Perhaps that’s why the moon hits your eye like a big pizza pie.
Why does pizza get such a big slice of the Super Bowl snack-verse?
“Pizza is a party food. It’s a communal food. It’s meant to be shared. It’s inexpensive and everyone likes it,” says White.
On average, pizzerias will see a boost of about 35 percent when the NFC and AFC battle it out, says White. And while recent years have seen a shift toward trendier toppings like sun-dried tomatoes and avocados, on Super Bowl Sunday old-school favorites like pepperoni and sausage tend to rule the day.
At the Domino’s Pizza chain, officials expect to deliver over 9 million slices of pizza on Super Bowl Sunday.

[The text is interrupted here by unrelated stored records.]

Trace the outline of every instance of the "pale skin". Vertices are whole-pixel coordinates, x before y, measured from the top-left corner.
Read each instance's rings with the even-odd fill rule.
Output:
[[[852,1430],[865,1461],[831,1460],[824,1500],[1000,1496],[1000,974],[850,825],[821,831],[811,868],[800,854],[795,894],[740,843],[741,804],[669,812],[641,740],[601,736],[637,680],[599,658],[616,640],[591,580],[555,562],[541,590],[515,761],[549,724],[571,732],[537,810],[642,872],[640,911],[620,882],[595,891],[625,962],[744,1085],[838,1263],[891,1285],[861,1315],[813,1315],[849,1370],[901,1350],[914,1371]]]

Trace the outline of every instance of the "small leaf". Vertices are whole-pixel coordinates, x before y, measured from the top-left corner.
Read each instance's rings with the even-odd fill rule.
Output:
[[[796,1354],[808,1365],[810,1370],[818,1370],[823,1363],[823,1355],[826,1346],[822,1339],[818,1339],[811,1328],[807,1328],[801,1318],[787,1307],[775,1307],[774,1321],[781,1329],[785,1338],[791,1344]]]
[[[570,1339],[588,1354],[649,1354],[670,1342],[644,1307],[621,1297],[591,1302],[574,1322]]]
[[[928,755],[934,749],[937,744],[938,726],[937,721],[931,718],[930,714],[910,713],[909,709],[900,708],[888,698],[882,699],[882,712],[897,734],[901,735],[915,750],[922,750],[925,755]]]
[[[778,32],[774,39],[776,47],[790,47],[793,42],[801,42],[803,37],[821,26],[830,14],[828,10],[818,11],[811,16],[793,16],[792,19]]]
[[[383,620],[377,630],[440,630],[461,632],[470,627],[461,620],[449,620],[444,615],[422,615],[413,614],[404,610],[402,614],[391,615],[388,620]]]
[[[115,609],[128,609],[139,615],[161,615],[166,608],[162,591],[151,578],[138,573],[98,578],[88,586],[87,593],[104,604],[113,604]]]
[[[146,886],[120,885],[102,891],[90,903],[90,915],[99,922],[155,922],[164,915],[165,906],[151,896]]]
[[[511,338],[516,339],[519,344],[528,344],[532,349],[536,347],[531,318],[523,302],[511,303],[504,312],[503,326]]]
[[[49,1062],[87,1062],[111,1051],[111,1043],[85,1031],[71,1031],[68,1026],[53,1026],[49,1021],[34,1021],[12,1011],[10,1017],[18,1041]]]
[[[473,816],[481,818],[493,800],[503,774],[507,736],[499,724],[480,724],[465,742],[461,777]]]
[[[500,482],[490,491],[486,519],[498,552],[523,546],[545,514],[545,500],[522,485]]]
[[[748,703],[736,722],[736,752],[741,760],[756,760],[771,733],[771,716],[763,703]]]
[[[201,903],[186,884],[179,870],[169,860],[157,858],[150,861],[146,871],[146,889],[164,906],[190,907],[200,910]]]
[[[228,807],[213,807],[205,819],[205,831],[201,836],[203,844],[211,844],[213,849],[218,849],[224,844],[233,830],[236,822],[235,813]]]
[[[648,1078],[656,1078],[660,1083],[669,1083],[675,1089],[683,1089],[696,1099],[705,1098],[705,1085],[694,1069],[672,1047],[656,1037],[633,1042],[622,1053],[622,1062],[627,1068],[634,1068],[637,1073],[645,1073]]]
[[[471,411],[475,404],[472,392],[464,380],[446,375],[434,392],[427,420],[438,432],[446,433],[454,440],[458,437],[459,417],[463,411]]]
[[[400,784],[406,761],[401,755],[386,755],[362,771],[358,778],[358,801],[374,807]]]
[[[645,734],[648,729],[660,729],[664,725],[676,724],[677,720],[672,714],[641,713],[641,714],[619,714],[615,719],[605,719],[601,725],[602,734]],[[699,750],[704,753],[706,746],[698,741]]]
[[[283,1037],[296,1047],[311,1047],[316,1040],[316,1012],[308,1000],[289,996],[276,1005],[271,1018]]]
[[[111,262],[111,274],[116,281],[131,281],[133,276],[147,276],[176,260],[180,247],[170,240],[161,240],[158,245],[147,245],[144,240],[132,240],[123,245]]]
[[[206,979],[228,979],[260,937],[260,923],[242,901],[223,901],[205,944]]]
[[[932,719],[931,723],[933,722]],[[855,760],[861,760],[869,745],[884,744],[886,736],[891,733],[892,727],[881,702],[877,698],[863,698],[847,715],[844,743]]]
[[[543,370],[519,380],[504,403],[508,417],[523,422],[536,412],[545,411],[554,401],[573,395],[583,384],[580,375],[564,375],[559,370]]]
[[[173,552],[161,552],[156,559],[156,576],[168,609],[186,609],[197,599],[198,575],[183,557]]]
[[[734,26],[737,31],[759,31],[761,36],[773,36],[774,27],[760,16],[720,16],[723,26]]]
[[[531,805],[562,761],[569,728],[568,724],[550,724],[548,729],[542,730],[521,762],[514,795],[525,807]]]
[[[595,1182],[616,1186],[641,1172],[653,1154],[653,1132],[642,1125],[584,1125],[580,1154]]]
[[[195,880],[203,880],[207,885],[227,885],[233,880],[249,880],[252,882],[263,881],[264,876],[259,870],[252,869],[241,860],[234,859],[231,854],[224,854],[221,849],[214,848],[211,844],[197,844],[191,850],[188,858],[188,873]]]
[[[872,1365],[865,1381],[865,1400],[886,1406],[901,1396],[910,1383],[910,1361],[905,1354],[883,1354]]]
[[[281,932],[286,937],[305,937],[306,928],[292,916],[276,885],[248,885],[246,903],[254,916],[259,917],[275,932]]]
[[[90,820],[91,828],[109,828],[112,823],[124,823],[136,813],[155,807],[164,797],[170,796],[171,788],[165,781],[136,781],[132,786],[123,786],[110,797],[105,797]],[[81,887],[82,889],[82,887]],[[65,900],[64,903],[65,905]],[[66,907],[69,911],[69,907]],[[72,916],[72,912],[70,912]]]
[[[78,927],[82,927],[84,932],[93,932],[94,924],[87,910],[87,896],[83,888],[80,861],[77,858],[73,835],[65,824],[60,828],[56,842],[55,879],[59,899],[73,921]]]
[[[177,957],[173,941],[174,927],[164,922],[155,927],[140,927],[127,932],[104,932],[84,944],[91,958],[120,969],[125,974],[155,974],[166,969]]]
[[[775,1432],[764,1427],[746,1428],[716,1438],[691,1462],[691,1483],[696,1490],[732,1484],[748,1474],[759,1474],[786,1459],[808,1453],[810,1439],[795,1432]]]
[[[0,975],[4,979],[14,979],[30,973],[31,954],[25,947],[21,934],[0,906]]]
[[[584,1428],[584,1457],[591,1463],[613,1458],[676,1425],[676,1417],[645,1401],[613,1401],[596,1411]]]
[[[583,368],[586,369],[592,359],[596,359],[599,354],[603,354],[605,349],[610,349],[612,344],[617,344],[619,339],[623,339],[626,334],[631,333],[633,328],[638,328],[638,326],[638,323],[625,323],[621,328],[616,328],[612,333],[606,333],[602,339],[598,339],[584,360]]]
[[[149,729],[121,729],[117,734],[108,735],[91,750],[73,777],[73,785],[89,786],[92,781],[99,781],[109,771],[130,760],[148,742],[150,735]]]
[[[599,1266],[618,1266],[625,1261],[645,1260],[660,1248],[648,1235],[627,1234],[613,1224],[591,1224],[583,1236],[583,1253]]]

For sit-down pizza restaurants, Super Bowl isn’t so super, since diners are likely to be glued to their seats for three hours or more, says Tony Gemignani, who owns both take-out and eat-in pizza parlors in Northern California, including the well-known Tony’s Pizza Napoletana in San Francisco’s North Beach district and the new Pizza Rocks in Sacramento.
On the other hand, to-go and delivery pizza orders are much higher than normal.
Usually, the Super Bowl rush begins in the mid-afternoon and lasts through halftime. Wings also are a big item for football viewing parties, and he’ll be running specials at some locations to keep snackers satisfied.
“Between all four stores, we’ll do over 2,000 pizzas at least,” says Gemignani. “It’s a lot of pizza. It’s a lot of flour. It’s a lot of cheese.”
At Papa John’s, preparations for Super Bowl Sunday sales began in December, with contingency supply plans in place and hourly plans laid out.
“That afternoon, they’ve really got to make sure that the normal execution is taken up three levels,” says Thompson. That includes bringing on more drivers to make sure the last link in the chain, delivery, runs smoothly.
What are tips like on Super Bowl Sunday?
“Good,” Gemignani says with a laugh, “unless their team is losing.”